Kathryn Kueter, representing Valor Iowa and Concerned Women for America of Iowa, spoke in support of the bill.
“This legislation is common sense. Schools should not be housing pornographic and obscene material for children to access,” she said.
“No child should be exposed to graphic sexual content, especially content that is normalizing pedophilia as schools are there for learning reading, writing, science, math, not distorting their innocence with sexual perversion,” Kueter added.
Emily Piper with the Iowa Association of School Boards spoke in opposition to the bill.
“I wanted to point out that every school board in the state does adopt policy that allows for review of any instructional material as well as reconsideration and removal of any book. And every school district has a process and a policy to do that. It’s unfortunate that in some cases, folks feel that that process has not worked effectively. And that’s something that certainly we can do a better job of educating our locally elected board members on how to do that,” she said.
Piper pointed out that when books are reviewed for reconsideration, they look at the whole book, not just one excerpt.
“We feel like that process works,” she said.
She also noted that when schools order books for their libraries, they do not purchase them individually, but the books come in large quantities from vendors working from recommendations by the American Library Association.
“There need to obviously be some changes coming from that. And I think as we go through this process, you’ll see more cautious and careful review and asking some questions about material that is in the school library,” Piper said. “But our school boards are not knowingly, willingly trying to inflict pornographic material on our students.”
Courtney Collier, a parent from Waukee, said the bill is not an attack on good teachers.
“We love and appreciate and support our good teachers. In fact, many good teachers support this bill because they want to teach academics free from the equity standards that are being used to defend this material in our school classrooms and libraries,” she said. “This bill holds school boards, administration and rogue teachers, the very rare teacher, who would actually defend teaching sexually explicit, pornographic, and other inappropriate materials to students without parent permission.”
After hearing from numerous speakers for over an hour, the subcommittee members provided their closing comments.
Petersen thanked those who spoke but still opposed the bill.

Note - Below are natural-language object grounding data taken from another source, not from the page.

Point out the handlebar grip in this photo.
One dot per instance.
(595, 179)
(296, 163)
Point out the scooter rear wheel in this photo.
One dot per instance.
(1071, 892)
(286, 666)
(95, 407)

“I trust our librarians and our educators to make decisions on content that our kids have access to. Parents still always have a role in public school districts to be a part of the process,” she said.
State Senator Jason Schultz, R-Schleswig, spoke in support of the bill.
“Parents are supposed to have a part in this process, but it looks to me like the process is locking them out saying that we know better, we will impose on your children the books that we want because we’re more highly educated. I don’t know that they’re more highly educated. I do know that the parents have the last, final, most serious say, and they’re being denied that,” he said.
State Senator Brad Zaun, R-Urbandale, also voted to support the bill.
“As someone that is married to a former Des Moines public school teacher, I can assure you 99 percent of the teachers in the state of Iowa are great teachers. We have the best teachers in the United States in Iowa,” he said, noting that much of the testimony from public education groups talked about the system and review process but barely mentioned parents.
“This is about parents. I think we learned a lesson in Virginia. Parents stood up and said they’ve had enough. We’ve had a lot of discussions down here about curriculum (allowing) parents to have at least review curriculum being taught to their kids. Well, what happened? What changed? Well, it’s called COVID. And parents started paying attention because they were at home and they were on their computer and seeing what’s going on in the classrooms,” Zaun said.